Barack Obama estudia prohibir por ley la ejecución de hipotecas impagadas en Estados Unidos hasta que el gobierno haya revisado todas las posibilidades de renegociar el préstamo. Si entra en vigor el proyecto en estudio se podrían detener incluso las ejecuciones que ya están en marcha.
Cuando la burbuja hipotecaria estalló el gobierno Obama empezó a tomar toda clase de medidas para frenar la cascada de desahucios. Una de ellas fue la creación del programa federal para la Modificación de Viviendas Asequibles (HAMP, por sus siglas en inglés). El objetivo de este programa era renegociar aquellos préstamos hipotecarios que, con un poco de ayuda, se podían salvar. A día de hoy ese programa no es obligatorio. La novedad sería obligar a pasar por ahí antes de ejecutar ninguna hipoteca.

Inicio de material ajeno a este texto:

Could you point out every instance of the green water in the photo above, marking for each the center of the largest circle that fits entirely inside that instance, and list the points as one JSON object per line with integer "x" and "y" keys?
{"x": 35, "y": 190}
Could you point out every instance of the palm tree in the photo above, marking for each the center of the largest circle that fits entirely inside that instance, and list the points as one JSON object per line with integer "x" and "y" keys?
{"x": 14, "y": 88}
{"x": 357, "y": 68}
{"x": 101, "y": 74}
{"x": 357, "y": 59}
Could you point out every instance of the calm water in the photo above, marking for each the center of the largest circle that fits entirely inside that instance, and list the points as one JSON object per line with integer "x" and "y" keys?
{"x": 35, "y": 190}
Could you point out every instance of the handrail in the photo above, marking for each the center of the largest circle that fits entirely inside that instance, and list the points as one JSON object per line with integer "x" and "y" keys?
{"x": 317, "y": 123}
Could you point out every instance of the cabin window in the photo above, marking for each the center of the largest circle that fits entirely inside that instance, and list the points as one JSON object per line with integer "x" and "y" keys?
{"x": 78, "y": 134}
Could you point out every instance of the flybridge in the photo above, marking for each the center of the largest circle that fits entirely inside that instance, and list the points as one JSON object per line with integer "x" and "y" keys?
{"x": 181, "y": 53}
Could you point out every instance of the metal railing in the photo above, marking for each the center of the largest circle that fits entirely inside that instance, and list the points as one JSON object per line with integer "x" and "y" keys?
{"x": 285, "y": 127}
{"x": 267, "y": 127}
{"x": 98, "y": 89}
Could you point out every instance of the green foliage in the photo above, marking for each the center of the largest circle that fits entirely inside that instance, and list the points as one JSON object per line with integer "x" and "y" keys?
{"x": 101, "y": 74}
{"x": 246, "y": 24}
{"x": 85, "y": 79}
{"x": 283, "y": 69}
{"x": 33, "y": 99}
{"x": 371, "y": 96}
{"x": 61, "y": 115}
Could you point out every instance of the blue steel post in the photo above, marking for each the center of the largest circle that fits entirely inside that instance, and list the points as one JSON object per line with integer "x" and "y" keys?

Este globo sonda veía la luz el mismo día en que se conocían los datos de una inesperada revisión al alza del crecimiento del PIB estadounidense en el último trimestre: del 5,7 % se pasa a un 5,9, el crecimiento más rápido desde 2003. Aunque eso no quita para que el balance global de 2009 siga siendo muy malo -bajó un 2,4 por ciento, eso es el peor resultado desde 1946- y para que los expertos adviertan de que el leve repunte no se sostendrá si no despega el consumo.